Matt’s Thoughts: As a fan of movies, I’ve always found it a funny thing that acting is prized as being the be-all and end-all of a film, without recognising that in many cases, the location of the story itself can be much more interesting even than the characters in the story.

How many great darkly fantastic cinema tales have we seen where a character arrives at a place that is somewhat dark and spooky? In this particular case, it is not the acting that usually creates that atmosphere, but in fact it’s the set-building, the lighting, the props people – these are the people who have done the magic to draw the audience in.

All of which Robin has an eye for – either on purpose or instinct drawn from his experience in television. So once the building gets dark and Neil is wandering through rooms without end and getting lost, the spookiness is real and palpable. I have no idea whether this story is going to get as dark and violent as all its predecessors, but I love it based on atmosphere alone.

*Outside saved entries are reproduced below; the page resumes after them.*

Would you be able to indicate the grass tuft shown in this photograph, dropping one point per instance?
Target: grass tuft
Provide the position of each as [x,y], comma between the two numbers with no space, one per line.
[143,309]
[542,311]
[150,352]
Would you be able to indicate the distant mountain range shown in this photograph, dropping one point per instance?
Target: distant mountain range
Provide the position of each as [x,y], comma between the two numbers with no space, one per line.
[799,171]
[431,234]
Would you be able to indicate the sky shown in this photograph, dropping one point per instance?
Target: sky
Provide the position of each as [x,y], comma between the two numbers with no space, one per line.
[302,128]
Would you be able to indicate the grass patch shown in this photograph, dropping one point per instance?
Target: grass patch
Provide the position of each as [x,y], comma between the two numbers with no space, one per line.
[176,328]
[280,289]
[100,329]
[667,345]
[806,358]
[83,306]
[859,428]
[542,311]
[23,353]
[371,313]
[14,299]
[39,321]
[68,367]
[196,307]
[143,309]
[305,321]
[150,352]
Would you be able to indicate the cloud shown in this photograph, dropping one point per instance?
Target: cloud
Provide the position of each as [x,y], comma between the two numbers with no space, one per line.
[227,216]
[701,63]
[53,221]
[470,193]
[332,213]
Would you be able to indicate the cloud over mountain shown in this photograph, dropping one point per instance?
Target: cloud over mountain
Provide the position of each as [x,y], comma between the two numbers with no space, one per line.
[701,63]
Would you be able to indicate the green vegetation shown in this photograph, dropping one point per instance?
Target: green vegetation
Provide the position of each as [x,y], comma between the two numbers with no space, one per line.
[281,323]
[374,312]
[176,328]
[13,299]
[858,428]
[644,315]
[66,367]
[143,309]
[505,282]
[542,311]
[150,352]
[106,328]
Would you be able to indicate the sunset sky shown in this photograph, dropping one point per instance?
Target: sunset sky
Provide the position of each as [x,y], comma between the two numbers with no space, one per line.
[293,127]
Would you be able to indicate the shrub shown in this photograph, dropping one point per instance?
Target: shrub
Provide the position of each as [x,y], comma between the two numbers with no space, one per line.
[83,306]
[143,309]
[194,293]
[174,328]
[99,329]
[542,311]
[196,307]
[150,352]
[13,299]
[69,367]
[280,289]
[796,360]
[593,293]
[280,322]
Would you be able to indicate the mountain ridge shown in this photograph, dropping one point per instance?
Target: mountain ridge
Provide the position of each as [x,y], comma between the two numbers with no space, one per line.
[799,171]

Then, the other part that I love is that for the first time – that I’ve spotted so far – Robin’s books are connecting with another well-established fantasy world: that of Wagner’s Ring Cycle! More correctly, he is probably drawing on the ancient Norse myths which inspired Wagner to write the Ring Cycle operas (and later Tolkien as well), but I’ll talk about Wagner because I used to be a huge fan of the Ring Cycle in my younger days. (That was before I had three kids and struggled to find time to listen to a 16-hour-operatic tetralogy). The part that I’m thinking of is the beginning of the final opera of the four, Twilight of the Gods (which translates, as only German can, into one single word: Götterdämmerung). In the opening scene, three Norns appear – three sisters weaving the loom of fate.

I’m pretty sure they also explain in that scene – if not, then it’s somewhere – about the concept of the World Ash Tree, from which all things arise.

There is also, of course, the concept of the Triple Goddess as well: the mother, the maiden and the crone, which is being drawn on here too.

Normally, this would be all very grand and operatic, but in the Jarvis version, the sisters are stuck in a corner of East London, perhaps even going senile. And the remainders of the ash tree are sitting in an old water fountain out in the backyard. It’s understated and brilliant and we know it’s all going to come alive.